Published on March 17th, 2015 | by Tony Odett1
Total War: Attila Review
Summary: The Total War series rights itself with an superior, highly-entertaining effort.
Pillaged My Heart
I began my campaign as the Visigoths as a horde on the run. The Visigoths begin the campaign without a homeland, sitting amidst the cities of the most powerful empire in the game- the Eastern Roman Empire. Unfortunately, the Romans hate the Visigoths, and with their huge army, I was left with only one choice: haul ass. Sacking a couple poorly defended cities that lay nearby, I moved to the north and west. That was when I noticed: the AI was trying to encircle and destroy me. For the first time in a Total War single player campaign, I felt like I was fighting for my life.
Total War: Attila is an upgrade in every way from its predecessor. While Total War: Rome 2 eventually became an entirely compelling and engrossing game, it took more than a dozen patches over a period of months and months to get to that point. By then, I had given the game so many chances that I was exhausted and wanted to move on to other things. Thankfully, Attila provides a dynamic campaign, one ensconced in a fluid situation unlike any other game in the series. Attila dramatically exceeds its predecessor, both in terms of engine stability and bugs, but also in compelling gameplay and fun.
The Grand Campaign is set during the era of tribal migrations that accompanied the collapse of the Western Roman empire, circa 400 AD. There are a multitude of factions to from which to choose, spanning tribes like the Visigoths just trying to find a place to live, to the two halves of the Roman empire, battling imminent collapse, to the fearsome Huns, sacking, looting and pillaging their way across Europe. What you won’t find are any safe choices: this is a tough campaign, no matter who you play as.
Attila boasts what I think is the strongest campaign AI in the series. The AI is constantly, aggressively attacking you. I found that any time I left my armies out of position, the AI swung into the breach. I found myself playing more conservatively than I ever had before, securing my lines of communications, putting armies in key choke positions, and setting the occasional ambush when the opportunity arose. The AI rarely left weak armies in position to be snapped up, advancing when strong, retreating when weak.
I marched across Europe, and eventually settled my Visigoths in the south of Gaul, in the region of Narboensis. I had excellent interior lines, and by then, highly experienced troops. But I also found myself beset by enemies. Expansion was a difficult task, made even more difficult by the struggle within. The game has a significant faction management component. Powerful generals will gain influence and need to be appeased, less they revolt. Can’t appease them? You could assassinate them. There are a host of options for the important people in your faction, from appointing them to government posts to marrying them off. It ain’t Crusader Kings II, but it’s a great approximation, and adds a lot of color to the game.

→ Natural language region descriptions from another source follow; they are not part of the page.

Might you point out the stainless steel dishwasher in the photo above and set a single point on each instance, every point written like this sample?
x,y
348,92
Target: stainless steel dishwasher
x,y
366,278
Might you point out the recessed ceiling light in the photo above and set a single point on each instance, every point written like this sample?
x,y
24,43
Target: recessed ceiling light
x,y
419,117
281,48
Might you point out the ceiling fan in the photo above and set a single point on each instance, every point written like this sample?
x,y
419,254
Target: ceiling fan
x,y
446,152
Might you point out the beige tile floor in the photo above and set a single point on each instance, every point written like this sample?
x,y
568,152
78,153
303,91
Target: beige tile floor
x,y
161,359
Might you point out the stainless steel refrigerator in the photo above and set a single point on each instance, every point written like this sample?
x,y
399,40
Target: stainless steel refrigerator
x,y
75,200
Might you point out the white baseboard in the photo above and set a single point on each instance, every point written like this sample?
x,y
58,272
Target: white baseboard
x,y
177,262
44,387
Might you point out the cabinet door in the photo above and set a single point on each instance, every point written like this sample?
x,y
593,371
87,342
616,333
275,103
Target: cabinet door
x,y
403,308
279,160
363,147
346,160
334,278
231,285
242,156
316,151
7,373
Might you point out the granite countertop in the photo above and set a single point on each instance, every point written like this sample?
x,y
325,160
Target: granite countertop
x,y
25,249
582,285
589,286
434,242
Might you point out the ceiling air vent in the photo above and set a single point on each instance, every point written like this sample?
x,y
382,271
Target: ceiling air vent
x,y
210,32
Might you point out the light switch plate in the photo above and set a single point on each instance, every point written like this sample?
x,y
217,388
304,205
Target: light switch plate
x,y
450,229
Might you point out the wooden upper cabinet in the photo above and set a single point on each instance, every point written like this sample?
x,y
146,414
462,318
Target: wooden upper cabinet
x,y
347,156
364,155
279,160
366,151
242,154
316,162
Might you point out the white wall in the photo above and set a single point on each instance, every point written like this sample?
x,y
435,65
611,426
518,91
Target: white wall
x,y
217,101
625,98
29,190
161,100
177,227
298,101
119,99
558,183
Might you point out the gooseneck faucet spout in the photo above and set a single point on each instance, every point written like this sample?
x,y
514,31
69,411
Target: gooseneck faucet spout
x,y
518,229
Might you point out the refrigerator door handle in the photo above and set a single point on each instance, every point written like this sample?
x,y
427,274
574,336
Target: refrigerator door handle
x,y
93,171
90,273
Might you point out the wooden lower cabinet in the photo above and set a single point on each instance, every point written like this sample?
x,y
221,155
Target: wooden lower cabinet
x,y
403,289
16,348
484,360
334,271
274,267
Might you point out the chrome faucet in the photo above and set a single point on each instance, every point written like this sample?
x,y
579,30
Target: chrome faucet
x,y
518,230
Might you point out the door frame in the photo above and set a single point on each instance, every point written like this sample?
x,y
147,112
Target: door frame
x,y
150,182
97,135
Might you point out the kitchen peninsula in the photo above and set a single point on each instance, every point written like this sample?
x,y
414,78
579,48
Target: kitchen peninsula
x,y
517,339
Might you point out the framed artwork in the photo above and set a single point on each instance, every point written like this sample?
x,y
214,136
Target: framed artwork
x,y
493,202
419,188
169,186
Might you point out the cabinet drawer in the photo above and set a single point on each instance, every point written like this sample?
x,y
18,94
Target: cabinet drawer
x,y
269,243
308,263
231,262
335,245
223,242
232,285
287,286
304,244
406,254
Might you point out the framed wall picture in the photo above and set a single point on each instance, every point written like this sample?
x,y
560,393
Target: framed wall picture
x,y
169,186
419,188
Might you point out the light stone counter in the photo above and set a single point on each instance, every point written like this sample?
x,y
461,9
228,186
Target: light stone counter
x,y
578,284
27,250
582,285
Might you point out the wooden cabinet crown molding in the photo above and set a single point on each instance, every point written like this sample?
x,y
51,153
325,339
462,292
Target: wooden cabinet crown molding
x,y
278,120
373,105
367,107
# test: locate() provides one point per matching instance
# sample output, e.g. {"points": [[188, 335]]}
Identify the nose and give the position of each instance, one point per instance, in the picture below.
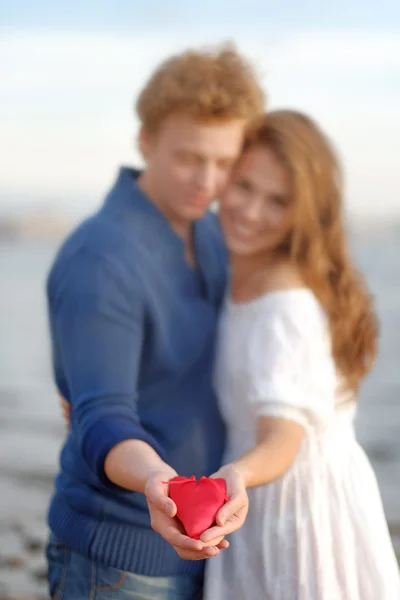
{"points": [[251, 209]]}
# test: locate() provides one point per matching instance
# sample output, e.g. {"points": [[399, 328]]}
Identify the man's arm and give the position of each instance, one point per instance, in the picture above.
{"points": [[98, 326]]}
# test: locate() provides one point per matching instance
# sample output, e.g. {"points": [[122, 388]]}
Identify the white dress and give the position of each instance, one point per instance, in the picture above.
{"points": [[318, 532]]}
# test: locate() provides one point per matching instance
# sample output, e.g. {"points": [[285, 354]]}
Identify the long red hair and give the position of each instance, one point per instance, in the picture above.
{"points": [[318, 241]]}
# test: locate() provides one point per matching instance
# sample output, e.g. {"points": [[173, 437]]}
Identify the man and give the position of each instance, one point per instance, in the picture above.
{"points": [[133, 300]]}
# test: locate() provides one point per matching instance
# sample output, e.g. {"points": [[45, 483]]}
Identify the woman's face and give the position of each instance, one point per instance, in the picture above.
{"points": [[256, 208]]}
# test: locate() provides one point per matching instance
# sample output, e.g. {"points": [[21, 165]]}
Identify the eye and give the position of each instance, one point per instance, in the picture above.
{"points": [[225, 165], [244, 185], [187, 158], [281, 201]]}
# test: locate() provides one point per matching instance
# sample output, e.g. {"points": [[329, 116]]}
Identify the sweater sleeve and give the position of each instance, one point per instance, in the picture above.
{"points": [[98, 322]]}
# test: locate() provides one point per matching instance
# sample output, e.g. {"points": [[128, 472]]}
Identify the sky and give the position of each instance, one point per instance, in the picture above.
{"points": [[70, 73]]}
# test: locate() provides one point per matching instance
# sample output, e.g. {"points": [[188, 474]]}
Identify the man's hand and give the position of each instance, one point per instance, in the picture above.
{"points": [[232, 515], [163, 520]]}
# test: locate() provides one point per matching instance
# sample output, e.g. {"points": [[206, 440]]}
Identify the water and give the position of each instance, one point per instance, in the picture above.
{"points": [[31, 428]]}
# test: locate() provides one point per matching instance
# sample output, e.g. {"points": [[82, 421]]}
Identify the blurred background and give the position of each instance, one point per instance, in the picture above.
{"points": [[69, 75]]}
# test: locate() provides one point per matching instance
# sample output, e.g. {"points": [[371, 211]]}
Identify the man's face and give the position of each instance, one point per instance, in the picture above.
{"points": [[188, 163]]}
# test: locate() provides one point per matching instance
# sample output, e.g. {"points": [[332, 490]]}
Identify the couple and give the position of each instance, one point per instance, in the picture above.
{"points": [[148, 318]]}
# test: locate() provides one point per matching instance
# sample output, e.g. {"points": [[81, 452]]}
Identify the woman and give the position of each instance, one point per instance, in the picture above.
{"points": [[297, 336]]}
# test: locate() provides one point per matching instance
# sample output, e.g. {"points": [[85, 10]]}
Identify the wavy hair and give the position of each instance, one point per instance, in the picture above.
{"points": [[318, 242]]}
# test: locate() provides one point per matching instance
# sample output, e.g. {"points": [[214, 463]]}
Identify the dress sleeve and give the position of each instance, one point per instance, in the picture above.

From a tactical battle standpoint, the game is an upgraded version of Rome 2, without the host of bugs. The battles are as huge and as beautiful as ever. And, thankfully, with the upgraded campaign AI, not everything ended up as a siege or city battle. I was able to execute a number of ambushes, and had great fun hiding my troops in position to attack the enemy in march column. And, since I found myself under attack so often, I found myself in a number of desperate defensive battles with vastly inferior numbers. Even in the tactical battles, the AI felt better. When it had the advantage, it slowly marshalled its numbers, overwhelming me when it could.

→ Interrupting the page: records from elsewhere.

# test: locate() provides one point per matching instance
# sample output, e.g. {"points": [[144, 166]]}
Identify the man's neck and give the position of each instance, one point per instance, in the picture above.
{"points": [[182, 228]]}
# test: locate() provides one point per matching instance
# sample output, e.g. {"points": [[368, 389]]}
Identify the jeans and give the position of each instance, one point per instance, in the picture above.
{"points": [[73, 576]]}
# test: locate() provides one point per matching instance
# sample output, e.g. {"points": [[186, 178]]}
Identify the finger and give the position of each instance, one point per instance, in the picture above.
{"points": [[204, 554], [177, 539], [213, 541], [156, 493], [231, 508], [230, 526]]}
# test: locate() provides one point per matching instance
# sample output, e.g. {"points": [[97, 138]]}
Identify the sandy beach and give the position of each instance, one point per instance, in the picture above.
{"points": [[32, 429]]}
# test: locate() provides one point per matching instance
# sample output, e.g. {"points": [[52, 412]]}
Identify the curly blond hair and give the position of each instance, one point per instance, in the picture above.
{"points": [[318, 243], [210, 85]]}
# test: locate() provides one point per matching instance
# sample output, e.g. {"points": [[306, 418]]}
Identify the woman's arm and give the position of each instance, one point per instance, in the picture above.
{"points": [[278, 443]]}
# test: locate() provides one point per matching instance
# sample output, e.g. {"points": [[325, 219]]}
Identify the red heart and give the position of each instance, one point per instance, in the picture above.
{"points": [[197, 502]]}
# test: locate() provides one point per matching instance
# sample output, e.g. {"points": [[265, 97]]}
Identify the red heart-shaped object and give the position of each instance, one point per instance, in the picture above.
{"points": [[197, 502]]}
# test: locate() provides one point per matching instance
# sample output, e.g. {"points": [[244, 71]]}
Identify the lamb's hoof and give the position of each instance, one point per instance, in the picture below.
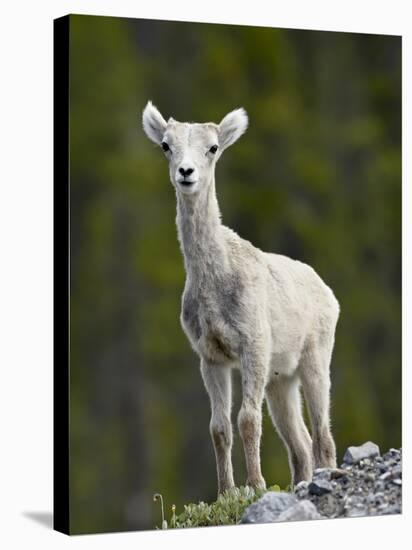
{"points": [[225, 488], [256, 483]]}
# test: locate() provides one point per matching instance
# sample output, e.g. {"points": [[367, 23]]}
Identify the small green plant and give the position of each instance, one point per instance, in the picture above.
{"points": [[227, 510], [159, 497]]}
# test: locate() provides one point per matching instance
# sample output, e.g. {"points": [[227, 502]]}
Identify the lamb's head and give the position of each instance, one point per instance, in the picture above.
{"points": [[192, 149]]}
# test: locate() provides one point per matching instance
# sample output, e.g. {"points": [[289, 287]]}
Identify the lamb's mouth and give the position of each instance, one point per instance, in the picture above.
{"points": [[186, 183]]}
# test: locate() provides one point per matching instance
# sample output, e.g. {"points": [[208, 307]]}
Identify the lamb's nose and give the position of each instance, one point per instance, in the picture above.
{"points": [[186, 172]]}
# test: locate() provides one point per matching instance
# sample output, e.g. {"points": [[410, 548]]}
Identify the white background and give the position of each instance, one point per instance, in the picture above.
{"points": [[26, 239]]}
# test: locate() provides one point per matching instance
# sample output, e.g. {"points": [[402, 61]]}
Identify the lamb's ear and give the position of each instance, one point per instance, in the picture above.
{"points": [[153, 123], [232, 127]]}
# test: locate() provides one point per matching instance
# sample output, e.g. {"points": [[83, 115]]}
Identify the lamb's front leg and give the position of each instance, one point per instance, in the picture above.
{"points": [[250, 415], [217, 380]]}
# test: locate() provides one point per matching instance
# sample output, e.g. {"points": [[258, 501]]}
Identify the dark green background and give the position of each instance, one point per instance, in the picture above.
{"points": [[316, 177]]}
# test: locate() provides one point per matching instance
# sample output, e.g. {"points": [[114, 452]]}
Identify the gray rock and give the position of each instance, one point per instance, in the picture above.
{"points": [[322, 473], [355, 454], [301, 489], [320, 487], [268, 508], [301, 511], [337, 473]]}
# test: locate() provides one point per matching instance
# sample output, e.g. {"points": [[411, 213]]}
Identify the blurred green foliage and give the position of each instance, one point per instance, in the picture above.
{"points": [[317, 177]]}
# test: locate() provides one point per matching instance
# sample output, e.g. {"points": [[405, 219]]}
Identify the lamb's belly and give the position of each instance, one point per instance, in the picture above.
{"points": [[214, 343], [284, 363]]}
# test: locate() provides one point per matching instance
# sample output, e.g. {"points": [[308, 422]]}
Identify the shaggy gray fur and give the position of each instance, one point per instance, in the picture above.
{"points": [[268, 315]]}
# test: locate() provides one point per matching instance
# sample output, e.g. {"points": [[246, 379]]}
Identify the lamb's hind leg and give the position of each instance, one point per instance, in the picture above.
{"points": [[315, 376], [218, 383], [253, 373], [284, 402]]}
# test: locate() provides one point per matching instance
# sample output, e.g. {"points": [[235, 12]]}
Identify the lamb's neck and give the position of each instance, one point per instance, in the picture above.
{"points": [[199, 230]]}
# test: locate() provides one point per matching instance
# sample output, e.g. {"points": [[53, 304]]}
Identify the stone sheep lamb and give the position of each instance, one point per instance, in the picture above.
{"points": [[268, 315]]}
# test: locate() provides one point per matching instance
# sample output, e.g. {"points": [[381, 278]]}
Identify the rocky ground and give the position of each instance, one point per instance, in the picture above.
{"points": [[366, 484]]}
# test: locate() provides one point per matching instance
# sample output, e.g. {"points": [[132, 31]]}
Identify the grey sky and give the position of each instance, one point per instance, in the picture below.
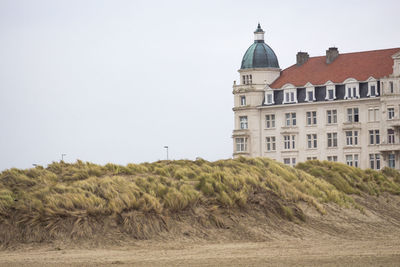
{"points": [[115, 81]]}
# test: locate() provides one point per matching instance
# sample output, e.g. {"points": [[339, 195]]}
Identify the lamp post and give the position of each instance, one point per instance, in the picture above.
{"points": [[166, 147]]}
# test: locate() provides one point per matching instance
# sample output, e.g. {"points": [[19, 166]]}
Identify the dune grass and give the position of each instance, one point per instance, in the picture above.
{"points": [[45, 196]]}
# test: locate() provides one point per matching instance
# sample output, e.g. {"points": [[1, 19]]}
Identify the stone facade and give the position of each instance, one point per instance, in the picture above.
{"points": [[348, 118]]}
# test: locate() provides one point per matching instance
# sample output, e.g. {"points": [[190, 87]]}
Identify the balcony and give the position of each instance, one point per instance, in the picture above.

Sieges feel better now than they ever have in any other game in the series. Unit pathfinding works really well now, so units move realistically through the countryside, trampling over (and destroying) some terrain, and moving around others. Villagers and townsfolk are present during battles, and in one victorious defensive combat, I saw my own non-combating start taking out the fleeing enemy. Towns can be set ablaze with fire arrows and siege weapons, allowing the towns to take damage in real time and before your very eyes. Battlefields now seems alive in a way they didn’t before.

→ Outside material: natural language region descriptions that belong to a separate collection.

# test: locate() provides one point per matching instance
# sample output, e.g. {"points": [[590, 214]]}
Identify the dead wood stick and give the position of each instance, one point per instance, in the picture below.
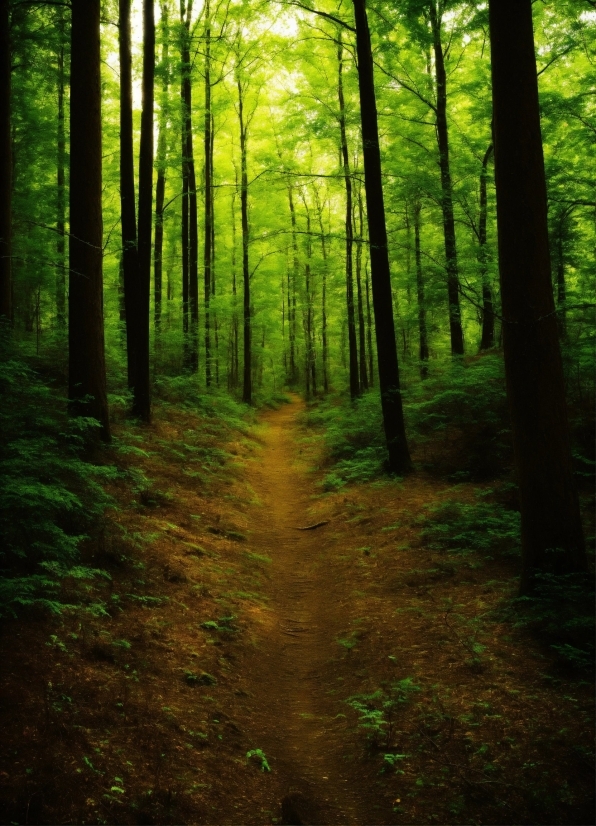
{"points": [[312, 527]]}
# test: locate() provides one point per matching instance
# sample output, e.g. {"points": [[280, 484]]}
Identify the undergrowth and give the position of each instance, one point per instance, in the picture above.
{"points": [[51, 499]]}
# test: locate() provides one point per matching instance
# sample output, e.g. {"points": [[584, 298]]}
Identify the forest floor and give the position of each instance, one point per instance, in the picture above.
{"points": [[249, 672]]}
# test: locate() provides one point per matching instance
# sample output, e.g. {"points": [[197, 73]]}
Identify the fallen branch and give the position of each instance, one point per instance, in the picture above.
{"points": [[312, 527]]}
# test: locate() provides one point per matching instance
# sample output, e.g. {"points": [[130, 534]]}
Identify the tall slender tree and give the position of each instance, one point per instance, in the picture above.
{"points": [[160, 187], [190, 237], [61, 178], [86, 356], [552, 539], [5, 166], [352, 345], [391, 401], [128, 219], [488, 315], [142, 387]]}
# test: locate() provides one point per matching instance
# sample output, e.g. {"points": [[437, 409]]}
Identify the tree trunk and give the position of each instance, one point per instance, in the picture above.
{"points": [[87, 371], [361, 330], [422, 331], [130, 261], [190, 240], [455, 327], [292, 291], [160, 188], [352, 346], [371, 372], [60, 187], [552, 538], [391, 402], [142, 387], [324, 301], [488, 316], [5, 166], [208, 193], [247, 383]]}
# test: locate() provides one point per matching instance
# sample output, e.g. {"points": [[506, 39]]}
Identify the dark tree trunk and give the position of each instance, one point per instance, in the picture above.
{"points": [[371, 372], [455, 326], [352, 346], [422, 331], [324, 302], [247, 383], [190, 239], [311, 372], [5, 166], [361, 329], [233, 381], [60, 186], [552, 538], [488, 316], [142, 387], [130, 261], [87, 370], [391, 402], [208, 194], [160, 187], [292, 292]]}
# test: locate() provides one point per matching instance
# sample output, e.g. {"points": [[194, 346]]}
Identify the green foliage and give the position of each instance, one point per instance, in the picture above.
{"points": [[560, 611], [460, 419], [377, 711], [461, 528], [50, 497], [258, 756]]}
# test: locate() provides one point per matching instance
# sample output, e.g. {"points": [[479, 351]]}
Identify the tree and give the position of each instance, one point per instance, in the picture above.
{"points": [[128, 219], [391, 402], [5, 166], [142, 388], [552, 539], [87, 372], [190, 238], [349, 228]]}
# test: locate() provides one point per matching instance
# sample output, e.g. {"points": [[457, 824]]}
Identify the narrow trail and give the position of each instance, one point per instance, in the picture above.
{"points": [[292, 664]]}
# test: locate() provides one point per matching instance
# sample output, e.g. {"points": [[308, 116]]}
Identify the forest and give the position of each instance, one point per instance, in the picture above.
{"points": [[297, 323]]}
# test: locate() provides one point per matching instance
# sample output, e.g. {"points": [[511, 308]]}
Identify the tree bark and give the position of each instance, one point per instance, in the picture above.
{"points": [[207, 256], [371, 372], [247, 377], [391, 402], [142, 388], [87, 371], [190, 239], [324, 301], [60, 186], [130, 260], [352, 346], [422, 329], [361, 330], [552, 538], [5, 166], [488, 316], [292, 292], [160, 187], [453, 287]]}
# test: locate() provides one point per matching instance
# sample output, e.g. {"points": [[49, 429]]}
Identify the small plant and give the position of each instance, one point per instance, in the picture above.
{"points": [[258, 756], [378, 710]]}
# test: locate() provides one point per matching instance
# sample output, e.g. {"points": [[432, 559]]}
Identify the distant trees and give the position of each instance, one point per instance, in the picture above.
{"points": [[87, 370], [552, 539], [5, 165], [391, 401]]}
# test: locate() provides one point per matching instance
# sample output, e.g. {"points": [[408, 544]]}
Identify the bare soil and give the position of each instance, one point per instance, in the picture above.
{"points": [[231, 632]]}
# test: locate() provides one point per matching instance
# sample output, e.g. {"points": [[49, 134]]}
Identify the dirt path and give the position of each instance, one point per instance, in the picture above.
{"points": [[294, 716]]}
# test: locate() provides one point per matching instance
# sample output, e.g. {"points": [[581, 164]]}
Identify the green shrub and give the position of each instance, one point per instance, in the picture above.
{"points": [[462, 528], [49, 496]]}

Total War: Attila is the refreshing game the series needed after the debacle of Rome 2’s launch. I have had more fun with this game, sacking cities, fleeing for my life, and building my own little kingdom, than I have in any other Total War game in a long, long time. For longtime series fans, for those who felt that Rome 2 simply wasn’t the game they had hoped for, Total War: Attila is finally the game they deserved.